About this Structure
Purified CLIC1 can integrate into synthetic lipid bilayers forming a chloride channel with similar properties to those observed in vivo. The structure of the soluble form of CLIC1 has been determined at 1.4-A resolution, and is shown to the right. It's a homodimeric structure with one pore per subunit, creating a "double barreled" channel. At its binding site in the pore, chloride interacts with the ends of four helices that come from both sides of the membrane. A glutamate residue that protrudes into the pore is proposed to participate in gating.[3] Integration of CLIC1 into the membrane is likely to require a major structural rearrangement, probably of the N-domain (), with the putative transmembrane helix arising from residues in the vicinity of the redox-active site.[4]
While this exact mechanism isn't known, it has been shown that functionality of the channel doesn't change whether it goes through 'normal' membrane integration via vesicles, or whether it's inserted into the intracellular space and allowed to integrate itself.[5] Littler et. al. propose that upon oxidation CLIC1 undergoes a reversible transition from a monomeric to a non-covalent dimeric state due to the formation of an intramolecular disulfide bond (Cys-24-Cys-59).

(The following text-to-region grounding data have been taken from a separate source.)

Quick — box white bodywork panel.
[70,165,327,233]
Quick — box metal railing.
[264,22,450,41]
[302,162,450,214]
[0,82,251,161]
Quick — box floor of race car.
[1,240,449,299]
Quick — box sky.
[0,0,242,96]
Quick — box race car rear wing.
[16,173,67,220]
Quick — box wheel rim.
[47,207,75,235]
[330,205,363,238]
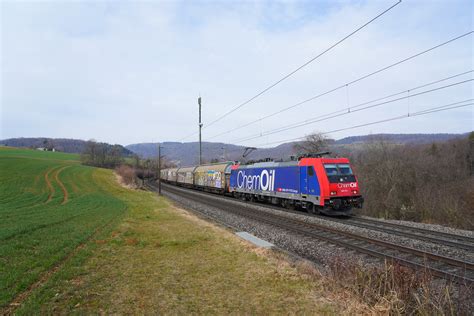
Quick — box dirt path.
[54,166,70,205]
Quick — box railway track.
[148,182,474,285]
[331,216,474,252]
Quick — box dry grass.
[319,255,473,315]
[76,198,334,314]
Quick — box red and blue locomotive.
[228,154,363,215]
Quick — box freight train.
[159,154,364,216]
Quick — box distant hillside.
[335,133,469,145]
[126,141,298,166]
[127,133,469,166]
[0,137,134,157]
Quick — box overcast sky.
[1,0,472,146]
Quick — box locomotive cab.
[320,159,364,213]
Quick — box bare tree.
[80,139,98,165]
[293,132,330,154]
[80,139,123,168]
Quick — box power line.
[205,0,402,128]
[178,0,402,141]
[232,73,472,143]
[249,99,473,147]
[230,75,473,144]
[328,100,472,136]
[206,31,474,141]
[178,131,198,142]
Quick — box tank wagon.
[160,155,363,216]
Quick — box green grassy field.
[0,147,127,311]
[0,146,362,314]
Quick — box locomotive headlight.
[330,191,337,196]
[353,190,358,194]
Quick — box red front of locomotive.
[312,157,364,213]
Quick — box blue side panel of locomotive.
[229,166,300,194]
[299,166,321,196]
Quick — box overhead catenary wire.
[230,75,473,144]
[178,130,199,143]
[247,99,473,148]
[206,31,474,141]
[231,73,473,143]
[178,0,402,141]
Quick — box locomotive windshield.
[324,164,356,183]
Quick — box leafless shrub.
[115,165,137,186]
[325,255,473,314]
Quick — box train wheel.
[281,199,293,210]
[308,204,320,215]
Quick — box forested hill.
[0,137,134,157]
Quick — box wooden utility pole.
[157,143,162,195]
[198,96,203,165]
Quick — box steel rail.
[337,217,474,252]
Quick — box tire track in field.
[2,216,118,315]
[1,193,120,247]
[0,212,86,242]
[54,166,70,205]
[44,167,57,204]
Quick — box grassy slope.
[1,147,354,314]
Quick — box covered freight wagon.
[194,162,234,192]
[166,168,179,183]
[176,166,196,187]
[160,169,168,181]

They have determined the crystal structure of this oxidized state and show that a major structural transition has occurred, exposing a large hydrophobic surface, which forms the dimer interface. The oxidized CLIC1 dimer maintains its ability to form chloride ion channels in artificial bilayers and vesicles, whereas a reducing environment prevents the formation of ion channels by CLIC1. Their mutational studies show that both Cys-24 and Cys-59 are required for channel activity.[6]

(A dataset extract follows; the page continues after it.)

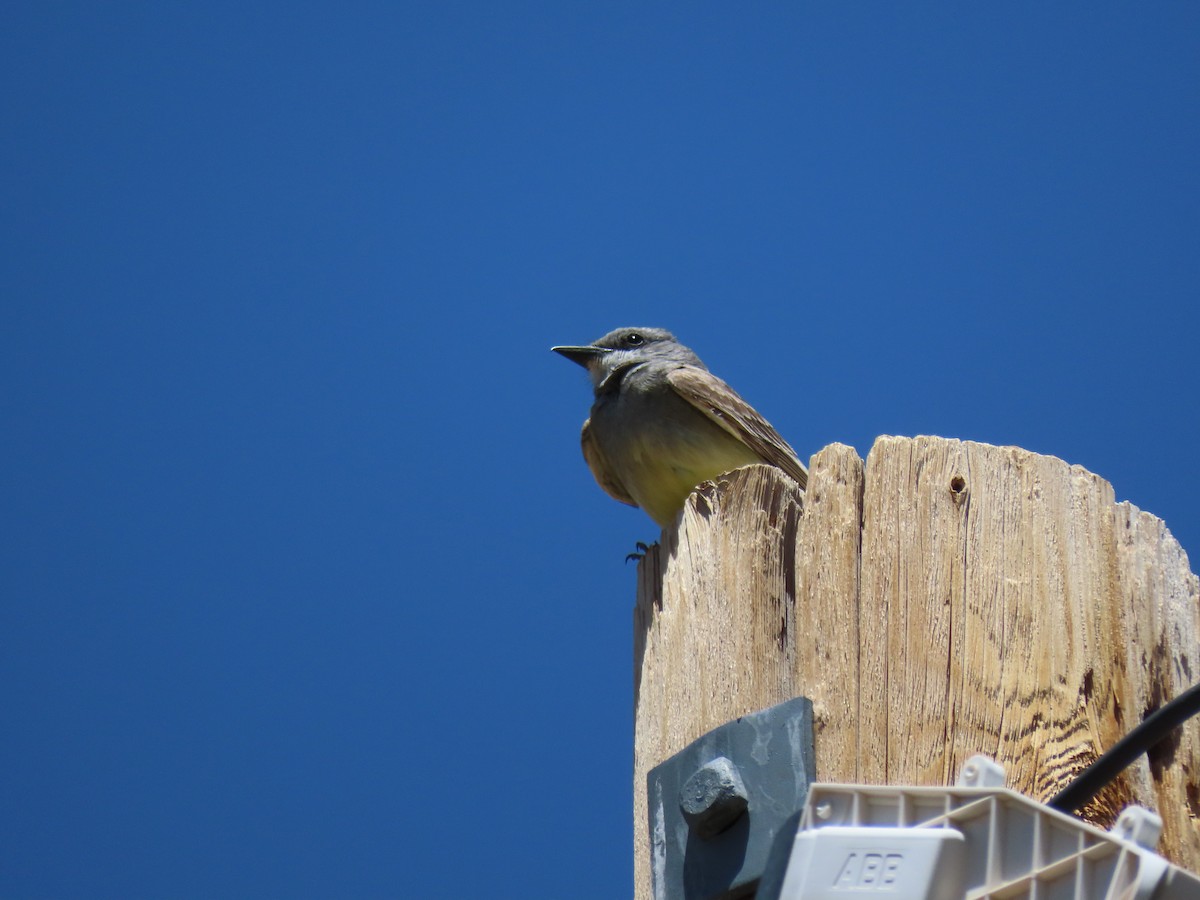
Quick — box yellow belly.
[616,427,760,526]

1K0O is a 2 chains structure of sequences from Homo sapiens. The protein is monomeric and structurally homologous to the glutathione S-transferase superfamily, and it has a redox-active site resembling glutaredoxin. The structure of the complex of CLIC1 with glutathione shows that glutathione occupies the redox-active site, which is adjacent to an open, elongated slot lined by basic residues. This structure indicates that CLIC1 is likely to be controlled by redox-dependent processes.[7]